New Zealand human geography academic

Lynda Tracy Johnston (born 1964) is a New Zealand human geography academic. She is a full professor and assistant vice chancellor sustainability at the University of Waikato.

==Academic career==
After a 1998 PhD titled 'Body tourism in queered streets : geographies of gay pride parades' at the University of Waikato, supervised by Richard Bedford, Robin Peace and Robyn Longhurst, she taught at the University of Edinburgh from 1999 to 2001. Since returning to the University of Waikato, she has been appointed as full professor, while serving as Chair of the Department of Geography and as Deputy Dean and Associate Dean Academic of Te Kura Kete Aronui (the Faculty of Arts and Social Sciences).

Johnston was the editor of the feminist geography journal Gender, Place & Culture from 2011 to 2016. From 2016 to 2020 Johnston was Chair of the Gender and Geography Commission of the International Geographical Union.

She is a Fellow of the New Zealand Geographical Society and served as its President from 2018. In granting her its Distinguished Service Award, the Society noted how "she ensured that feminist geography has remained highly visible in the New Zealand university system."

In 2024 Johnston was elected a Fellow of the Royal Society Te Apārangi.

==Personal life==
After growing up in Otago, Lynda began tramping in the South Island at age 13 before moving onto rock, ice and mountain climbing at 17. In Aotearoa she has climbed Aoraki / Mount Cook, Mount Aspiring / Tititea, and in the Arthur’s Pass and Fiordland National Parks.

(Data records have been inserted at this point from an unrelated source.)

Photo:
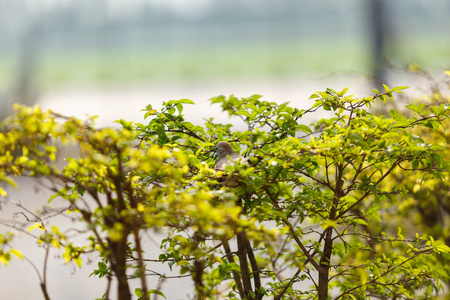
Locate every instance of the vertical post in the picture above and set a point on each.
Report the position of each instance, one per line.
(379, 38)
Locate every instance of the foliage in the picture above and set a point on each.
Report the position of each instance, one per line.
(301, 214)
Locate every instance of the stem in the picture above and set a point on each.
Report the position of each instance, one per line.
(242, 255)
(141, 265)
(237, 278)
(255, 269)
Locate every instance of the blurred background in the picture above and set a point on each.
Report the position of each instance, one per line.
(93, 57)
(113, 57)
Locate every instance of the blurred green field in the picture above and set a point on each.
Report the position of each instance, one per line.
(246, 60)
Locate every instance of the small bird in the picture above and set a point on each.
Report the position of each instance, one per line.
(226, 156)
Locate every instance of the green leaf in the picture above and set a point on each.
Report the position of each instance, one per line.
(157, 293)
(138, 292)
(304, 128)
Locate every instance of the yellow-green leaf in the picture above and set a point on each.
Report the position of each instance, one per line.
(16, 253)
(37, 226)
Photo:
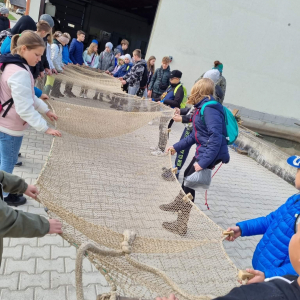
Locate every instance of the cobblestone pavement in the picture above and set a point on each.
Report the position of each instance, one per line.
(43, 268)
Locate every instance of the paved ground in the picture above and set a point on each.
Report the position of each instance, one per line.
(44, 268)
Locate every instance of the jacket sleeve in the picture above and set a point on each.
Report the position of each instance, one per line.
(152, 80)
(177, 100)
(260, 225)
(20, 85)
(5, 47)
(286, 269)
(112, 64)
(185, 143)
(214, 123)
(38, 92)
(72, 52)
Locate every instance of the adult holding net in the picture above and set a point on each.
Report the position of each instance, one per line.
(209, 134)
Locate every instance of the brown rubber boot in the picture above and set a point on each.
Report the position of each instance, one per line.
(180, 225)
(177, 204)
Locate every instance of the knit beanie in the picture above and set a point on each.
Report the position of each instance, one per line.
(4, 11)
(213, 74)
(109, 45)
(219, 67)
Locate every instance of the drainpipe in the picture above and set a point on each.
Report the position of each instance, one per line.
(27, 8)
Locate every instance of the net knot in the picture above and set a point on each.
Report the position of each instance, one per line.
(129, 237)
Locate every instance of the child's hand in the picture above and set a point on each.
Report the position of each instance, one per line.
(177, 118)
(53, 132)
(173, 151)
(44, 97)
(259, 276)
(51, 115)
(32, 191)
(55, 226)
(237, 233)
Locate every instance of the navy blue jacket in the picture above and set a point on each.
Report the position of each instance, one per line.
(271, 255)
(209, 134)
(123, 70)
(76, 52)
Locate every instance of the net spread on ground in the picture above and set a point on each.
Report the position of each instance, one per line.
(102, 182)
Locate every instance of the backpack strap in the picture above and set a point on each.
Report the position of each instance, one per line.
(177, 87)
(10, 102)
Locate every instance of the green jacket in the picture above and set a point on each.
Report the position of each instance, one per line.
(16, 223)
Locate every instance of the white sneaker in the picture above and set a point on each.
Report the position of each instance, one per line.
(159, 153)
(154, 148)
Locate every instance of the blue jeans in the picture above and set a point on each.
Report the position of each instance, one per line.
(9, 149)
(183, 154)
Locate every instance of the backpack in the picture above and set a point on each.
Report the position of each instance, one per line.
(232, 127)
(9, 103)
(144, 80)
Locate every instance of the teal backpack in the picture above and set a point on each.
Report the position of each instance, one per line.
(232, 127)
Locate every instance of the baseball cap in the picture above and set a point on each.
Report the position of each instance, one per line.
(294, 161)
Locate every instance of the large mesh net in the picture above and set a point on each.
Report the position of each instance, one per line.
(101, 179)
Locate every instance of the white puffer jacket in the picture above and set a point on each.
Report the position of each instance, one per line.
(56, 56)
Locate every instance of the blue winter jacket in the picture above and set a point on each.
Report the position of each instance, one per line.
(66, 55)
(76, 51)
(271, 255)
(5, 47)
(123, 70)
(209, 133)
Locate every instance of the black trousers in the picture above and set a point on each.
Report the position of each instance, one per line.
(188, 171)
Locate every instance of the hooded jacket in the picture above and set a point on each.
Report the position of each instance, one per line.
(76, 51)
(4, 23)
(271, 255)
(17, 83)
(160, 80)
(16, 223)
(209, 133)
(135, 75)
(123, 70)
(106, 61)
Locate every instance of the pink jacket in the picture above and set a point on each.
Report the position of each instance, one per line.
(14, 84)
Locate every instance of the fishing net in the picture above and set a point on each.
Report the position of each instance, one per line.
(102, 182)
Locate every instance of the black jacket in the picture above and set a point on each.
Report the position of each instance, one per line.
(4, 23)
(160, 81)
(275, 289)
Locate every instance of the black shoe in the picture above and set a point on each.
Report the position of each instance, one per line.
(15, 200)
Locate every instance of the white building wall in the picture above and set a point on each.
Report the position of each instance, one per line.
(253, 40)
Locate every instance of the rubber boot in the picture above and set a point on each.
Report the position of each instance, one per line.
(175, 205)
(180, 225)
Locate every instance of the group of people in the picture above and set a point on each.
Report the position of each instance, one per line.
(29, 51)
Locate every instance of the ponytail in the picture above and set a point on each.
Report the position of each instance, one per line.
(28, 38)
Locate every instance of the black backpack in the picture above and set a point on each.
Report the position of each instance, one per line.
(144, 80)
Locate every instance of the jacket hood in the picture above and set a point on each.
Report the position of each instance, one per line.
(25, 23)
(10, 58)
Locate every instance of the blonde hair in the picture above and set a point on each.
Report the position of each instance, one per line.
(91, 49)
(28, 38)
(43, 26)
(137, 52)
(201, 89)
(67, 35)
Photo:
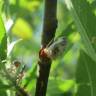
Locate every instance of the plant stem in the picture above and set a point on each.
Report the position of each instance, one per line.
(49, 29)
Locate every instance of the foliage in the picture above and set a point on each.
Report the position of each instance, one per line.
(21, 22)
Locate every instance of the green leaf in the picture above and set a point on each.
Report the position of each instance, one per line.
(85, 21)
(86, 76)
(3, 41)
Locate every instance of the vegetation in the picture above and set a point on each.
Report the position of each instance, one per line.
(25, 25)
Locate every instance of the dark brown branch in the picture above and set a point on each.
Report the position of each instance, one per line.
(49, 29)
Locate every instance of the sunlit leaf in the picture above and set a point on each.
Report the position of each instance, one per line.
(82, 13)
(22, 29)
(86, 76)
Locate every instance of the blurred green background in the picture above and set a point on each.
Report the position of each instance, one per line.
(23, 19)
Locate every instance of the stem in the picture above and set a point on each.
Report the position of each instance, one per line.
(49, 29)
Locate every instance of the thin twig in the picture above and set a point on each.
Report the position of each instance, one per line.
(49, 29)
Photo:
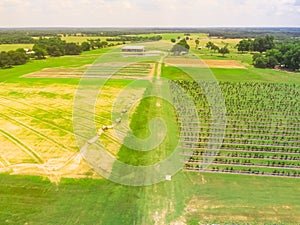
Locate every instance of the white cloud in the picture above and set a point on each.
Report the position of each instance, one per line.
(197, 13)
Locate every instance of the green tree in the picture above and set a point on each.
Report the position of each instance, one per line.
(209, 45)
(5, 60)
(292, 58)
(181, 46)
(17, 57)
(224, 50)
(197, 42)
(39, 52)
(215, 48)
(244, 45)
(260, 61)
(72, 49)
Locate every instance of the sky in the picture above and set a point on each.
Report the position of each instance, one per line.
(149, 13)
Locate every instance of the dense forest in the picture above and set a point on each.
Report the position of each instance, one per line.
(278, 33)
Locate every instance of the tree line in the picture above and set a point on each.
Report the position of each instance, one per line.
(15, 39)
(285, 54)
(136, 38)
(12, 58)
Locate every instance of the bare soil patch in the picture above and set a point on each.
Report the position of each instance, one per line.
(132, 71)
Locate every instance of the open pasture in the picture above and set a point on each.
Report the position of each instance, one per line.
(178, 62)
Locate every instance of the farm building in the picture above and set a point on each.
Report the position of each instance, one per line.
(134, 49)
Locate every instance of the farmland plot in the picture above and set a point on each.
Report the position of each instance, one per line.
(262, 130)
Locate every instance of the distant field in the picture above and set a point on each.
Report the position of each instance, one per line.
(8, 47)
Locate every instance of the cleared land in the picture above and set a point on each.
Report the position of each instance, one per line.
(204, 63)
(133, 71)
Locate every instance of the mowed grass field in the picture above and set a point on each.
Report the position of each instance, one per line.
(190, 198)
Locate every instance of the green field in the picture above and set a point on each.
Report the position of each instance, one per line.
(205, 198)
(36, 118)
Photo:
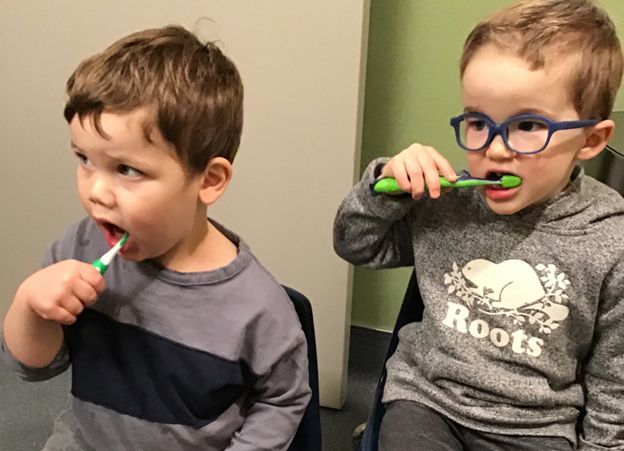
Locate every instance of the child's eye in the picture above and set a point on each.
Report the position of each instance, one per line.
(530, 126)
(476, 124)
(84, 161)
(128, 171)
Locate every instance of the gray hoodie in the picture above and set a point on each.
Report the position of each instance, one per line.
(523, 331)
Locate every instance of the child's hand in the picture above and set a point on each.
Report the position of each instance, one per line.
(61, 291)
(418, 167)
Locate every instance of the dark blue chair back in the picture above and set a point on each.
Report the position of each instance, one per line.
(308, 437)
(411, 310)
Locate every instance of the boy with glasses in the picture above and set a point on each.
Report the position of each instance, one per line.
(521, 343)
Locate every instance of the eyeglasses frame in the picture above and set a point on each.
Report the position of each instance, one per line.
(501, 129)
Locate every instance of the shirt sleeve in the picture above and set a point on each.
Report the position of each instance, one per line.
(60, 363)
(373, 230)
(279, 402)
(32, 374)
(279, 397)
(603, 424)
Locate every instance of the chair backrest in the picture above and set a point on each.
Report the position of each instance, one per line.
(308, 437)
(411, 310)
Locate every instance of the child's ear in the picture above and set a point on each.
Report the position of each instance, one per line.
(214, 180)
(597, 139)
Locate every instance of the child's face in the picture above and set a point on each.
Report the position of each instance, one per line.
(126, 183)
(501, 85)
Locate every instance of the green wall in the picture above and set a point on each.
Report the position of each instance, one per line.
(412, 89)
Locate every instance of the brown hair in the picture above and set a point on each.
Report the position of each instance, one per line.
(546, 31)
(192, 91)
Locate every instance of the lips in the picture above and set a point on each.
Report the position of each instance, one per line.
(497, 175)
(112, 232)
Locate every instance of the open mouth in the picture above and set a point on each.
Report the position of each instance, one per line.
(112, 232)
(498, 176)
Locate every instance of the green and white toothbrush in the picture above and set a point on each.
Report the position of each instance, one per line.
(102, 263)
(389, 185)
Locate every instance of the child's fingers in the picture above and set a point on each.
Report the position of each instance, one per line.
(444, 167)
(57, 314)
(92, 277)
(430, 171)
(73, 305)
(85, 292)
(416, 178)
(399, 173)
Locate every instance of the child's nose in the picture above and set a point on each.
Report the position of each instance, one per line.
(100, 191)
(497, 150)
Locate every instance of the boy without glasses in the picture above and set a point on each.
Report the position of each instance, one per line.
(522, 330)
(187, 342)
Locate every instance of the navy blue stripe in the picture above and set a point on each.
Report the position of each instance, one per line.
(133, 371)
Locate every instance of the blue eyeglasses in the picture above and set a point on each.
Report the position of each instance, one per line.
(525, 134)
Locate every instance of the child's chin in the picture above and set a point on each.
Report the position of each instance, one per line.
(504, 208)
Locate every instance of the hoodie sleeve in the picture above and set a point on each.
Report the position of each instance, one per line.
(603, 424)
(374, 230)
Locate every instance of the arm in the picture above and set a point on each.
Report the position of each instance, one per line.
(603, 424)
(375, 230)
(280, 399)
(55, 295)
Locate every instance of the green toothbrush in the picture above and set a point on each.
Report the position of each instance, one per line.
(101, 264)
(389, 185)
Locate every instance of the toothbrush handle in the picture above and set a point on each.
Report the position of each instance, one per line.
(389, 185)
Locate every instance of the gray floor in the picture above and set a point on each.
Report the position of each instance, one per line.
(27, 410)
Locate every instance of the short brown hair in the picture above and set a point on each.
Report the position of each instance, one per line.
(541, 31)
(192, 91)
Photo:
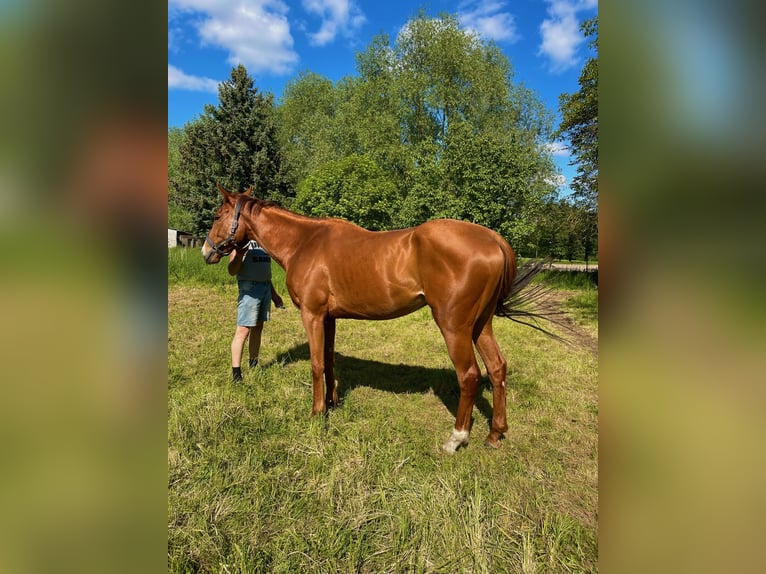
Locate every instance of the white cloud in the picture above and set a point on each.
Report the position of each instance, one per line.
(557, 180)
(338, 16)
(181, 81)
(486, 18)
(255, 33)
(557, 149)
(561, 32)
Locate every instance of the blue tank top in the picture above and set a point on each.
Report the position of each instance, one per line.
(256, 264)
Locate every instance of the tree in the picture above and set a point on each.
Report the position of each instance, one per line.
(353, 188)
(180, 215)
(437, 111)
(235, 144)
(579, 124)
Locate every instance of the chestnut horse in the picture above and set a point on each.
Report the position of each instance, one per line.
(464, 272)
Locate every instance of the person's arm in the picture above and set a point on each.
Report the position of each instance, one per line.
(278, 302)
(235, 260)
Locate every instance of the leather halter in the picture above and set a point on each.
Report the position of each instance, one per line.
(219, 248)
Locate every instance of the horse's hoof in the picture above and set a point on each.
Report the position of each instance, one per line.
(458, 439)
(493, 442)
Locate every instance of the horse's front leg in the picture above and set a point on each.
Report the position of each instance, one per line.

Johnston spent three months in the Cordillera Blanca in Peru, regularly climbing over 5000 metres.

==Selected works==
- Johnston, Lynda. Transforming gender, sex and place: Gender variant geographies. Routledge, 2018.
- Johnston, Lynda, and Robyn Longhurst. Space, place, and sex: Geographies of sexualities. Rowman & Littlefield, 2009.
- Johnston, Lynda, and Gill Valentine. "Wherever I lay my girlfriend, that’s my home." Mapping desire: Geographies of sexualities (1995): 99–113.
- Longhurst, Robyn, Elsie Ho, and Lynda Johnston. "Using ‘the body’ as an ‘instrument of research’: kimch’i and pavlova." Area 40, no. 2 (2008): 208–217.
- Johnston, Lynda. Queering tourism: Paradoxical performances of gay pride parades. Routledge, 2007.
- Longhurst, Robyn, Lynda Johnston, and Elsie Ho. "A visceral approach: Cooking ‘at home’ with migrant women in Hamilton, New Zealand." Transactions of the Institute of British Geographers 34, no. 3 (2009): 333–345.